Not necessarily. It is hard to make friends if you accuse them of condoning 
vandalism and criminal activity simply because they are not True Believers 
in the Great and Almighty Oz, or if you demean someone's mentor reflexively.

HYOH is not a license for abuse of the trail or of other hikers. The 
Fletcher quote appears to me to support this concept. No guide or set of 
rules is sufficient to determine what you are going to do on the trail when 
you get there. You will HYOH, whether you want to or not. If you try to 
hike the schedule or the guidebook or the party line, you will have the 
trail firmly correct the error of those ways.
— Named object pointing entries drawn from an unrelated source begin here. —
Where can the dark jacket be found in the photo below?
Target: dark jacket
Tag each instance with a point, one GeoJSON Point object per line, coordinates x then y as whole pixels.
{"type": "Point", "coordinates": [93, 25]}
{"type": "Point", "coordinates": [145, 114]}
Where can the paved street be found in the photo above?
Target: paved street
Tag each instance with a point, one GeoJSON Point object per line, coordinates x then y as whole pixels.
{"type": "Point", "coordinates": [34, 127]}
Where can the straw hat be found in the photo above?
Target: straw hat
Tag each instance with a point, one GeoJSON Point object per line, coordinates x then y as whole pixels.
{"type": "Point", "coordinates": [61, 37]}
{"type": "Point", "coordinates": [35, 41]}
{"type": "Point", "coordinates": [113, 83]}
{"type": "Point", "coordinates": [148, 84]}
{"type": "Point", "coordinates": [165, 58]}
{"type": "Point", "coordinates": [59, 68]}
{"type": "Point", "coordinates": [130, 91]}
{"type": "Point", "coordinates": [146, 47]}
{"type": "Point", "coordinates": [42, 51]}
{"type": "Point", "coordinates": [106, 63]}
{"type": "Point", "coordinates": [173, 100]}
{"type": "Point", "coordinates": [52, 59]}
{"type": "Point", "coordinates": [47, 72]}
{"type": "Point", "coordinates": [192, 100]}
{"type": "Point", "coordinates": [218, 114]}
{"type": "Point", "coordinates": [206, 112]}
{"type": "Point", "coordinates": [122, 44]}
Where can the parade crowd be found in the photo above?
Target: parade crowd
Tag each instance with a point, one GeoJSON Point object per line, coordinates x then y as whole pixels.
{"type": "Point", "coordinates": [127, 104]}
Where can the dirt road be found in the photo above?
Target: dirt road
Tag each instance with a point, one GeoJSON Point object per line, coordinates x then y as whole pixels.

The fact will remain that more fools, idiots and ill prepared folks will go 
out for a walk than expert hikers. There will always be the rotting poor, 
as some good book said. There will be times that we will be our brother's 
keeper at the most inconvenient time, as well as times that we would wish 
our brother would HYOH somewhere's else. The problem appears to be the 
intolerance of variety among hikers and people, and the surprised reaction 
when intolerance receives a raucous response.

OrangeBug

At 08:58 AM 6/15/2001 -0400, rick boudrie wrote:
>Which brings me to the question.  If it is OK for folks of their stature 
>to promote these kinds of ethics, why can't R & R and others do the same 
>without being told "Sit down, shut up and hike your own hike".  It also 
>brings me to the realization that talking about and promoting hiking and 
>backcountry ethics is no way to win friends.